In any case, the discrepancy between doc and behavior is a bug and
should be fixed one way or the other way. Unlike int(), I do not see a
realistic use case for int(base=x) that would make it anything other
than a bug.
> I support further discussion here. (I did draft the patch, but it was
> a first version. I did not commit the patch.)
>
>> The current online doc gives the signature as
>> int(x=0)
>> int(x, base=10) <<where x is s string>>
>>
>> The 3.3.0 docstring says
>> "When converting a string, use the optional base. It is an error to supply
>> a base when converting a non-string."
>
> One way to partially explain CPython's behavior is that when base is
> provided, the function behaves as if x defaults to '0' rather than 0.
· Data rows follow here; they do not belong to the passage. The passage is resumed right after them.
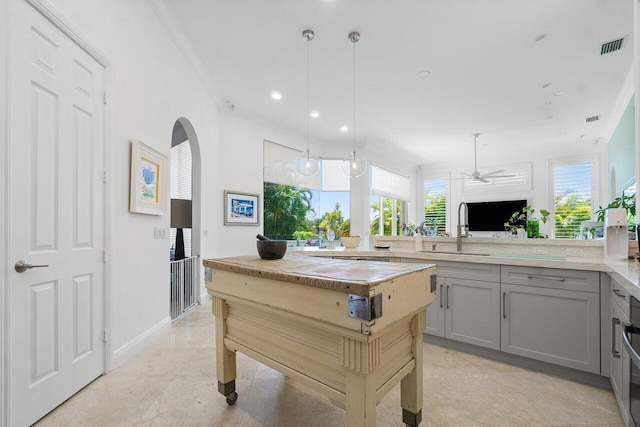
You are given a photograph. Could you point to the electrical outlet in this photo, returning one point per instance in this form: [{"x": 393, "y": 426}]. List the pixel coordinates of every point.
[
  {"x": 574, "y": 252},
  {"x": 159, "y": 233}
]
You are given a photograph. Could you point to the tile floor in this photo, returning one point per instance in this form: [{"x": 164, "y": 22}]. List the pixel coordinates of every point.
[{"x": 173, "y": 383}]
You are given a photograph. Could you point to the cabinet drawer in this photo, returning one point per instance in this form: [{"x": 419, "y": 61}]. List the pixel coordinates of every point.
[
  {"x": 620, "y": 296},
  {"x": 467, "y": 270},
  {"x": 571, "y": 280}
]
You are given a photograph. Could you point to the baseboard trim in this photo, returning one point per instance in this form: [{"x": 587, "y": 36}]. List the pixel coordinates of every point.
[
  {"x": 522, "y": 362},
  {"x": 133, "y": 347},
  {"x": 204, "y": 298}
]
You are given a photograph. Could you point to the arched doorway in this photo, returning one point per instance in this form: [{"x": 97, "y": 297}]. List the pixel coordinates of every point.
[{"x": 185, "y": 190}]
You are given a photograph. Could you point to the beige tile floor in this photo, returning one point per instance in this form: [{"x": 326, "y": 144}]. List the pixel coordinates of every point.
[{"x": 173, "y": 383}]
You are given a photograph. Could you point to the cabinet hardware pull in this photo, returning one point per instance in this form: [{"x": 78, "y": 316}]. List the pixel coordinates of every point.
[
  {"x": 504, "y": 305},
  {"x": 538, "y": 276},
  {"x": 447, "y": 297},
  {"x": 614, "y": 352},
  {"x": 617, "y": 292},
  {"x": 627, "y": 328}
]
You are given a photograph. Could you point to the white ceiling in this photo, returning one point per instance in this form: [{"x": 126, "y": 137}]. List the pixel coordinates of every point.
[{"x": 487, "y": 70}]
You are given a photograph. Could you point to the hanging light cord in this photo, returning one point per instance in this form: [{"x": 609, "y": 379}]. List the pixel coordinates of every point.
[
  {"x": 354, "y": 98},
  {"x": 308, "y": 112}
]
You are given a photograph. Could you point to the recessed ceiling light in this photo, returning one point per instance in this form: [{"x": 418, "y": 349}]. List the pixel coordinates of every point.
[{"x": 540, "y": 37}]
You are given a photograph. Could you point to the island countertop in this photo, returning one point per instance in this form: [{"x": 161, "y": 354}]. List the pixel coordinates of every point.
[{"x": 347, "y": 276}]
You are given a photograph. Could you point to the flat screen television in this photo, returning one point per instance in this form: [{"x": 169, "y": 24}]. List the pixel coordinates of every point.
[{"x": 491, "y": 216}]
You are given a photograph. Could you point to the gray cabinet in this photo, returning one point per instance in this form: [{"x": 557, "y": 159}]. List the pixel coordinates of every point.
[
  {"x": 545, "y": 318},
  {"x": 467, "y": 304},
  {"x": 434, "y": 318},
  {"x": 472, "y": 312},
  {"x": 620, "y": 363}
]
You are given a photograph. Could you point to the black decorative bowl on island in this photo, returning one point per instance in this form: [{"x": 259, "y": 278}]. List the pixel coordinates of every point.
[{"x": 271, "y": 249}]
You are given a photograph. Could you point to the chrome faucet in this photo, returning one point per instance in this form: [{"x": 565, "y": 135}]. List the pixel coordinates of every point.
[{"x": 462, "y": 229}]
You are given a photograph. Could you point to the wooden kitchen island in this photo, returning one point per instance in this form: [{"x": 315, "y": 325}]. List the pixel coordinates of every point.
[{"x": 350, "y": 330}]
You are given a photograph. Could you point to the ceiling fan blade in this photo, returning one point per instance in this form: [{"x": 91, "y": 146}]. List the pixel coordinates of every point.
[
  {"x": 500, "y": 176},
  {"x": 492, "y": 173}
]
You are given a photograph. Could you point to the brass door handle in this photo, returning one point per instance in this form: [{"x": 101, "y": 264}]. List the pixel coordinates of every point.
[{"x": 21, "y": 266}]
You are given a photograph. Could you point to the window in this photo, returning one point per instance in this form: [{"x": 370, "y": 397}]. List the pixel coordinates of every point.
[
  {"x": 388, "y": 201},
  {"x": 435, "y": 202},
  {"x": 299, "y": 207},
  {"x": 573, "y": 195}
]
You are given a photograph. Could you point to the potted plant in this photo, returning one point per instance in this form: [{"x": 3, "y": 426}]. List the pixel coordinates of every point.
[
  {"x": 349, "y": 241},
  {"x": 527, "y": 217},
  {"x": 626, "y": 201}
]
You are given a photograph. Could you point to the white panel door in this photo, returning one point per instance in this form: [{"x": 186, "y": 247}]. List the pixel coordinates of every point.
[{"x": 56, "y": 313}]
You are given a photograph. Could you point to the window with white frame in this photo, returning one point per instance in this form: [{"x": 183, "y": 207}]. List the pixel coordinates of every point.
[
  {"x": 435, "y": 201},
  {"x": 574, "y": 194},
  {"x": 389, "y": 193}
]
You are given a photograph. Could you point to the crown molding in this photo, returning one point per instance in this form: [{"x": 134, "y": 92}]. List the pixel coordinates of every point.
[{"x": 173, "y": 29}]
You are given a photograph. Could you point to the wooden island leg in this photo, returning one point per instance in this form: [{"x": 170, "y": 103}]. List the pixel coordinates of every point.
[
  {"x": 360, "y": 358},
  {"x": 411, "y": 385},
  {"x": 225, "y": 358}
]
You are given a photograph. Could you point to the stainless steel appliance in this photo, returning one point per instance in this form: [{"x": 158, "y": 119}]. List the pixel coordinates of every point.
[{"x": 631, "y": 340}]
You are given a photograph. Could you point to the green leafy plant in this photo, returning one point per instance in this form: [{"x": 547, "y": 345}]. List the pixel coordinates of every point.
[
  {"x": 525, "y": 217},
  {"x": 302, "y": 235},
  {"x": 625, "y": 201}
]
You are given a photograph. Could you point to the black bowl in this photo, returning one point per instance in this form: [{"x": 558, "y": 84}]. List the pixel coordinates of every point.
[{"x": 271, "y": 249}]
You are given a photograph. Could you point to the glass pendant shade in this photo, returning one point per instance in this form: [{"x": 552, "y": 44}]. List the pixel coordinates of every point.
[
  {"x": 307, "y": 165},
  {"x": 354, "y": 164}
]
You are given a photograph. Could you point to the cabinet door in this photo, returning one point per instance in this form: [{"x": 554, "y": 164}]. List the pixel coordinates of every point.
[
  {"x": 434, "y": 319},
  {"x": 472, "y": 312},
  {"x": 620, "y": 363},
  {"x": 552, "y": 325}
]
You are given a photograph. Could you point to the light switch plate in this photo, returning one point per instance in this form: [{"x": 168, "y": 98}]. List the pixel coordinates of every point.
[{"x": 159, "y": 233}]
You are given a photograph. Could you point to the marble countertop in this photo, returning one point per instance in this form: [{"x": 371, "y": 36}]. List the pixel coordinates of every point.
[
  {"x": 626, "y": 273},
  {"x": 354, "y": 277}
]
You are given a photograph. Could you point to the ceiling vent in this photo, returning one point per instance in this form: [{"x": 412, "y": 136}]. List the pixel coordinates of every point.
[{"x": 611, "y": 46}]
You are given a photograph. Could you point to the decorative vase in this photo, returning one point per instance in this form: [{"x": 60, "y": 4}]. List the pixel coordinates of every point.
[{"x": 350, "y": 242}]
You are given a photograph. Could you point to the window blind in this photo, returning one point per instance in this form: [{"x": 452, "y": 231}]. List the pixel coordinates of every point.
[
  {"x": 180, "y": 186},
  {"x": 389, "y": 184},
  {"x": 435, "y": 202},
  {"x": 572, "y": 197}
]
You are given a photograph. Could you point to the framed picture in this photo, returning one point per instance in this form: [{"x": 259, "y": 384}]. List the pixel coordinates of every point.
[
  {"x": 149, "y": 178},
  {"x": 241, "y": 208}
]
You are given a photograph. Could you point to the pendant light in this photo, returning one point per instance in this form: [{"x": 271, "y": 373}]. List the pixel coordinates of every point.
[
  {"x": 354, "y": 164},
  {"x": 307, "y": 165}
]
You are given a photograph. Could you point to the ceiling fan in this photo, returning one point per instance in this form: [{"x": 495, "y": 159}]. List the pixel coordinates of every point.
[{"x": 477, "y": 176}]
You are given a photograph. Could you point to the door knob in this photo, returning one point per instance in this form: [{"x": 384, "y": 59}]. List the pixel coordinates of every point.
[{"x": 22, "y": 266}]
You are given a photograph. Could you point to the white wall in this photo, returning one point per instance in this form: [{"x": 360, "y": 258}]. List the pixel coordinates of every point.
[
  {"x": 149, "y": 88},
  {"x": 541, "y": 195}
]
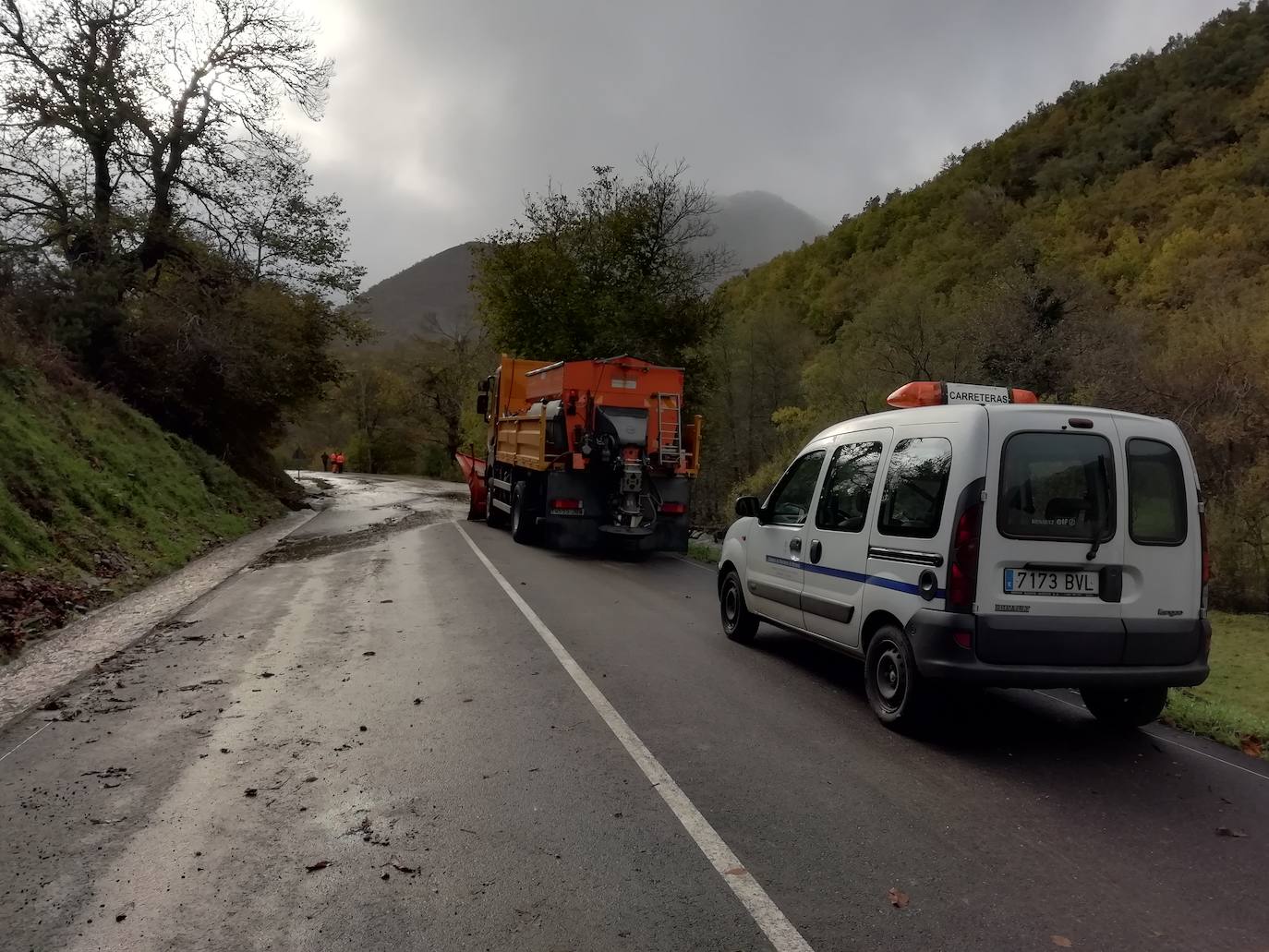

That explanation does not work. int('0', base = invalid) and int(x='0',
base=invalid) raise TypeError or ValueError. If providing a value
explicit changes behavior, then that value is not the default. To make
'0' really be the base-present default, the doc and above behavior
should be changed. Or, make '' the default and have int('',
base=whatever) return 0 instead of raising. (This would be the actual
parallel to the str case.)
> This is similar to the behavior of str(), which defaults to b'' when
> encoding or errors is provided, but otherwise defaults to '':
This is different. Providing b'' explicitly has no effect.
str(encoding=x, errors=y) and str(b'', encoding=x, errors=y) act the
same. If x or y is not a string, both raise TypeError. (Unlike int and
base.) A bad encoding string is ignored because the encoding lookup is
not done unless there is something to encode. (This is why the
ignore-base base-default should be '', not '0'.) A bad error
specification is (I believe) ignored for any error-free bytes/encoding
pair because, again, the lookup is only done when needed.
> http://docs.python.org/dev/library/stdtypes.html#str
>
>> Certainly, accepting any object as a base, violating "The allowed values are
>> 0 and 2-36." just because giving a base is itself invalid is crazy.
>
> For further background (and you can see this is the 2.7 commit),
> int(base='foo') did raise TypeError in 2.7, but this particular case
> was relaxed in Python 3.
Since the doc was not changed, that introduced a bug.